Question
The Chrysler Building in New York (see article) sold in 2019 for ~$150 million. This compares with the 2008 purchase of a 90% share by
The Chrysler Building in New York (see article) sold in 2019 for ~$150 million. This compares with the 2008 purchase of a 90% share by Abu Dhabi for $800 million. The investor lost over 80% on the deal.
This explains the loss: A third party, Cooper Union school, owns the land under the building. The annual ground rent increased in 2018 from $7.75 million to $32.5 million. Scheduled increases will bring the ground rent to $41 million in 2028 and $55 million in 2038. The lease expires in 2147.

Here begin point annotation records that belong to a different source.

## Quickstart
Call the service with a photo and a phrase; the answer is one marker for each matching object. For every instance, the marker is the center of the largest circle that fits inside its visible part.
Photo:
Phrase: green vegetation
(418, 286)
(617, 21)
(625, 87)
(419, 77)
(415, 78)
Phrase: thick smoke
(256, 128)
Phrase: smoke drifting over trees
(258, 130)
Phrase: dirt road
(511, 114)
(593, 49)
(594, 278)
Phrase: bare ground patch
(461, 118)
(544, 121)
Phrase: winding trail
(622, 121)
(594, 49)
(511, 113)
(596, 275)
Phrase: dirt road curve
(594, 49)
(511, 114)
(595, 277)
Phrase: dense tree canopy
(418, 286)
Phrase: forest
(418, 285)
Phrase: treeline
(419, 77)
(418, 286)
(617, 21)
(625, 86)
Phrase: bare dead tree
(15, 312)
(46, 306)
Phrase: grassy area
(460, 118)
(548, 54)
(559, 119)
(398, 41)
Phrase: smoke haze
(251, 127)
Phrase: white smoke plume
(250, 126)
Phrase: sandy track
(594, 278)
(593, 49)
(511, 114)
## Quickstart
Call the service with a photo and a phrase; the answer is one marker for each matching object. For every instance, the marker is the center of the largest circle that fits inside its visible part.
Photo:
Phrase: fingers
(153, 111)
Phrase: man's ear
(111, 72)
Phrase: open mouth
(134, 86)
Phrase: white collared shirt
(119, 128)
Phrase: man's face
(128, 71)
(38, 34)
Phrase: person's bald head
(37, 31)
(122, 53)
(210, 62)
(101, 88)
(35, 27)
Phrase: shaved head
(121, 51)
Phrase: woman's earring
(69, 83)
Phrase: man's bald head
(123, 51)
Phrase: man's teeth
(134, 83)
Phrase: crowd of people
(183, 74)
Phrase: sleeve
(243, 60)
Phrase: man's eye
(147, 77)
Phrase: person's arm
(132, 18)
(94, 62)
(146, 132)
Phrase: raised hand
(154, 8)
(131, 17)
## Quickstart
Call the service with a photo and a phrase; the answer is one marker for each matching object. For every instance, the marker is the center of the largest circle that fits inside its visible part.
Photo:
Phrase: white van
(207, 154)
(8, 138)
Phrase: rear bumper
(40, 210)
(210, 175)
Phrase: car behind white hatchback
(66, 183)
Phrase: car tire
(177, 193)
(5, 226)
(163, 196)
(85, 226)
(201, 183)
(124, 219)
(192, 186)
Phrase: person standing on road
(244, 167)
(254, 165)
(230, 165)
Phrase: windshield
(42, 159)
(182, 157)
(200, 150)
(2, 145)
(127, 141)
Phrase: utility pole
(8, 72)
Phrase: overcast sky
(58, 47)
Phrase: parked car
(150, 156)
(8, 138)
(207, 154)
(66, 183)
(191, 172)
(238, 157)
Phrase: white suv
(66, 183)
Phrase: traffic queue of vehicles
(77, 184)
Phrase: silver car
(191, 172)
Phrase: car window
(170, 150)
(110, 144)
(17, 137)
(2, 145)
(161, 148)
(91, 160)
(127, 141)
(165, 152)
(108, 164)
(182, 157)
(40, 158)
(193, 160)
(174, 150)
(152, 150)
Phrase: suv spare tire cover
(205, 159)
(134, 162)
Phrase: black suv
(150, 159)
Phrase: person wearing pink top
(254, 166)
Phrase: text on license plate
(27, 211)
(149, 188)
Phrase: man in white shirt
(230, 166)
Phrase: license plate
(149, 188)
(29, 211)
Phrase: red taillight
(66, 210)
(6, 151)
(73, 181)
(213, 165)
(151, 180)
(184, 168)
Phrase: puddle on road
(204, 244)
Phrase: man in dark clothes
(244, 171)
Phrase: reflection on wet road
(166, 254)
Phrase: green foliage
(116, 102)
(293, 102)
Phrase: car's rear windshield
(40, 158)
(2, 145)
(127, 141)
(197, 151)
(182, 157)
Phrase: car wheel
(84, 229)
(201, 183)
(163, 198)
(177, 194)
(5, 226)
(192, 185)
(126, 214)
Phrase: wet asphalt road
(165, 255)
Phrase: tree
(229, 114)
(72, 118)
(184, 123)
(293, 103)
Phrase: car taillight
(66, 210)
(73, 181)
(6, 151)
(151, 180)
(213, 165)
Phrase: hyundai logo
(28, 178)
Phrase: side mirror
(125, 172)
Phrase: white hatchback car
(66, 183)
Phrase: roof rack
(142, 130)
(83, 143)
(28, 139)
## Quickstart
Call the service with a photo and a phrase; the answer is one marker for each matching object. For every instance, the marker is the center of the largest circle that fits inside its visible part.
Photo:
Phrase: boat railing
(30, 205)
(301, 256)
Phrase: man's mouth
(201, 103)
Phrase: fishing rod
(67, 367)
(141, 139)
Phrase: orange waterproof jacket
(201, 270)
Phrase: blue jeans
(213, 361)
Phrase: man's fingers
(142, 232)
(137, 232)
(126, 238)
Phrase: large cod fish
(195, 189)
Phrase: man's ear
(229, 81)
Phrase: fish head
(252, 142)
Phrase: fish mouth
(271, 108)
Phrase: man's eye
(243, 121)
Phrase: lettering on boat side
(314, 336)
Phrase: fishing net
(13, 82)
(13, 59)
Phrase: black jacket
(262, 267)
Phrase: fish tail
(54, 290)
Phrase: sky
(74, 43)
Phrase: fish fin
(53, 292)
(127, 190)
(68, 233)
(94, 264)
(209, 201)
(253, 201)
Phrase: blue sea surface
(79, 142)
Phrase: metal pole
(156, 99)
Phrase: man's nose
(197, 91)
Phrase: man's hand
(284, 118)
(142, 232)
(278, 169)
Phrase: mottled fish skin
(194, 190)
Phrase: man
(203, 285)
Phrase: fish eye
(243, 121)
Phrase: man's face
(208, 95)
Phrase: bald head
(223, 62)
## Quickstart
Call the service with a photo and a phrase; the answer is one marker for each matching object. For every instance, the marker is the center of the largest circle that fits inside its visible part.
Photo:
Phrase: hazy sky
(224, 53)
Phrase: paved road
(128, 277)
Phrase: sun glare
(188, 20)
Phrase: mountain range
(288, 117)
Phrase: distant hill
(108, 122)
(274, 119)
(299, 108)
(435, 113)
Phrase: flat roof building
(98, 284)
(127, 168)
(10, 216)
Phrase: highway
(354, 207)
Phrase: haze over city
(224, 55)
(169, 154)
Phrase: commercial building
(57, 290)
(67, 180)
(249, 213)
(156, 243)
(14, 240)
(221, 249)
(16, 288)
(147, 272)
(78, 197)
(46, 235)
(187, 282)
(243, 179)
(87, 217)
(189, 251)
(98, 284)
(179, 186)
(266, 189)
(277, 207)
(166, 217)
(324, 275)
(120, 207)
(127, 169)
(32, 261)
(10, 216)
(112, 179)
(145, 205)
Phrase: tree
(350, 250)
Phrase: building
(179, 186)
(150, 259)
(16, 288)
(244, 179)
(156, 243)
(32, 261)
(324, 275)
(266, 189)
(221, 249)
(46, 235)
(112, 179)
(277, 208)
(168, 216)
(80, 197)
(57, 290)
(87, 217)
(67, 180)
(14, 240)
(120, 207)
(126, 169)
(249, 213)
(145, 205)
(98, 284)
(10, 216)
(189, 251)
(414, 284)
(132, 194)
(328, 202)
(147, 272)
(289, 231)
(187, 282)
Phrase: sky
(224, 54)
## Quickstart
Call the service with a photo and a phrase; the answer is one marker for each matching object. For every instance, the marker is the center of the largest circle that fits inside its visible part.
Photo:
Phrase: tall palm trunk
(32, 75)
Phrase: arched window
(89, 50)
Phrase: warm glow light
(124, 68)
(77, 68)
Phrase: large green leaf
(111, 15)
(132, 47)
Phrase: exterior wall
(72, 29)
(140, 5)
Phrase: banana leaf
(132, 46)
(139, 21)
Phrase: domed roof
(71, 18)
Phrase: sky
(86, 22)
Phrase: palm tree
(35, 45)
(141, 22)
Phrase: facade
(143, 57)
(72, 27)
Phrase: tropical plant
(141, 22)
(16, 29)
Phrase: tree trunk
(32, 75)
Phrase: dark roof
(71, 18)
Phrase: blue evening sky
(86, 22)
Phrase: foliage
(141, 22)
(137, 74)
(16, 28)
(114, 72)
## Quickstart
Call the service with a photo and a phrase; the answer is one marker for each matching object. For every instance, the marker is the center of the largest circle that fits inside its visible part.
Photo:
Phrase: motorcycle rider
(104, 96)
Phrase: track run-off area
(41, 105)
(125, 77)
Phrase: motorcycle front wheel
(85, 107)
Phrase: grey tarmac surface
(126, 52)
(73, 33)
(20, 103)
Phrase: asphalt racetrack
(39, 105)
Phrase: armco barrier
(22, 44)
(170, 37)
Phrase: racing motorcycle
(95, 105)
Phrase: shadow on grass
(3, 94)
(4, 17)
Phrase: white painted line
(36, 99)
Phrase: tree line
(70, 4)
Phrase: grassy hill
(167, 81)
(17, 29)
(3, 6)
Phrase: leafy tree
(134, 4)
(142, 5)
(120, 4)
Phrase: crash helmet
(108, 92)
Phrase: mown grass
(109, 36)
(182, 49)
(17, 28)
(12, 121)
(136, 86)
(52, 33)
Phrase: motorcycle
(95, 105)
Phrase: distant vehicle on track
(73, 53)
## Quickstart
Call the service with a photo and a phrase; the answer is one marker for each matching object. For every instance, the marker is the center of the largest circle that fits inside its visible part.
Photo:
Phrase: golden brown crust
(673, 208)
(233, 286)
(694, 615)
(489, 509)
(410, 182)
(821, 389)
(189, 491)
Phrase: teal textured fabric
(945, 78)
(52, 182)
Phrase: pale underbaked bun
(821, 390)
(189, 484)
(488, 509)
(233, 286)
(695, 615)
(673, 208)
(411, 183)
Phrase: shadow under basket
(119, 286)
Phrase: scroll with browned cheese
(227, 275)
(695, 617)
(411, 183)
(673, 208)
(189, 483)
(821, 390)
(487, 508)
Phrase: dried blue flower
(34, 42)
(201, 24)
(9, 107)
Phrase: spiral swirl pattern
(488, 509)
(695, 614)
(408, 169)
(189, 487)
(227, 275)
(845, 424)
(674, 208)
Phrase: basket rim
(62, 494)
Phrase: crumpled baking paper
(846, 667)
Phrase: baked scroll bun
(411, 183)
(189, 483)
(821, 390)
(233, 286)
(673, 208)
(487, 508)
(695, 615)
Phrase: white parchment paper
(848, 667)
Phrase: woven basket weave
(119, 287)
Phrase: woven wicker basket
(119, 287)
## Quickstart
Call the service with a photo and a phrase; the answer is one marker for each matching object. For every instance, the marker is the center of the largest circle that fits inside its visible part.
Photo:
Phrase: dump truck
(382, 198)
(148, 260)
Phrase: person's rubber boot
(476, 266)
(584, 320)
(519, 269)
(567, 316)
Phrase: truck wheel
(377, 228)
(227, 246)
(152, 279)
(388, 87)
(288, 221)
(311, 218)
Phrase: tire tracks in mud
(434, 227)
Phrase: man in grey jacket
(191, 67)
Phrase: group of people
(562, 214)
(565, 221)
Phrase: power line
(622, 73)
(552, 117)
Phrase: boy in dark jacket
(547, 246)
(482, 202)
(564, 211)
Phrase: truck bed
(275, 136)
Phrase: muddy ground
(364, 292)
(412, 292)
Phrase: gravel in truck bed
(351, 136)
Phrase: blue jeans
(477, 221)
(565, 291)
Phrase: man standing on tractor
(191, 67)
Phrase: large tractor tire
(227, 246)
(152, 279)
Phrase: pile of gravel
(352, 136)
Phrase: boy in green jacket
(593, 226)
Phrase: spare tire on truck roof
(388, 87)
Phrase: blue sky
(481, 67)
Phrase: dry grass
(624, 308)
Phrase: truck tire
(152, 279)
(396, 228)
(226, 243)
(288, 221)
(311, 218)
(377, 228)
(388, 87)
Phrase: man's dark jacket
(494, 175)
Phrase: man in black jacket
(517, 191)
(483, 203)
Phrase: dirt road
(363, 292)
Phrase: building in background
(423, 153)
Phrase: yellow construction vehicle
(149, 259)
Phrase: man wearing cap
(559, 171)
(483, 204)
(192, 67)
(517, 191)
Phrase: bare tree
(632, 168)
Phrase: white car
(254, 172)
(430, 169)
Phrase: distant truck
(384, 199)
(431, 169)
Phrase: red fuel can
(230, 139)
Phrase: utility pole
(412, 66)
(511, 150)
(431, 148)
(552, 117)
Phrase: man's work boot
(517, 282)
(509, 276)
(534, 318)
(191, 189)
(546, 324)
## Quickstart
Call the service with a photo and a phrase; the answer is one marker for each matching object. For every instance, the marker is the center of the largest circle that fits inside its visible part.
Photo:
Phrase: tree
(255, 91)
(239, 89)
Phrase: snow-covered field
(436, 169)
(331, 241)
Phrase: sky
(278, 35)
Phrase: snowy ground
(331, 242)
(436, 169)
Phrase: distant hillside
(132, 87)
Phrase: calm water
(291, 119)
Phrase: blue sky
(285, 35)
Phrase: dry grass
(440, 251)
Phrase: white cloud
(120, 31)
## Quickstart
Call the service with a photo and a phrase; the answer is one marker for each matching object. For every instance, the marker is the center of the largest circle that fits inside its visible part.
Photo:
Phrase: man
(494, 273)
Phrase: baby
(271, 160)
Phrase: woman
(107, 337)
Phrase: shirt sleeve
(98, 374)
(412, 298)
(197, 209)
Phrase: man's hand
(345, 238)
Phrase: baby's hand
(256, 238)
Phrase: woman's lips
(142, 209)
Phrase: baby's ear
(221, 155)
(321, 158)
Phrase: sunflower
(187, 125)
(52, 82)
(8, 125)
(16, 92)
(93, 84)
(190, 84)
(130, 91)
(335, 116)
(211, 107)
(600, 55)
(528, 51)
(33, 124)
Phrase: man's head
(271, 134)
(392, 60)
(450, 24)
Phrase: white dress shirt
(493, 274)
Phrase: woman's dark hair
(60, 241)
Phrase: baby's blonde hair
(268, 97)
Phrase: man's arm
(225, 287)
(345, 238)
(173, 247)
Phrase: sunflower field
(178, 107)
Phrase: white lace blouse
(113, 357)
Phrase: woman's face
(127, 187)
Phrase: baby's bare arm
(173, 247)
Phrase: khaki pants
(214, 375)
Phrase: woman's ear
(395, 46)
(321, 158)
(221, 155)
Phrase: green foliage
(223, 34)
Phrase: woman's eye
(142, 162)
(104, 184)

For the purposes of this analysis, assume that your investment group wants to make an offer to buy the land, in cash, based on a discount rate of 6%. Assume that the property (land only) will be purchased on 1/1/2020 and sold on 12/31/2039 after 20 years of ownership for $900 million. Also assume that the ground lease income stream is absolute net, with no expenses to the land owner, and that the lease rate increases all occur on January 1 of their respective years.
1.1 What is the Present Value based on a 20 year DCF?
1.2 Using the PV that you found in #1, what is the Cap Rate (based on Year 1 income)?
1.3 Alternative Purchase price: If you pay $600 million for the property, what is the IRR?
1.4 Alternative Purchase price: If you pay $600 million for the property, what is the Cap Rate?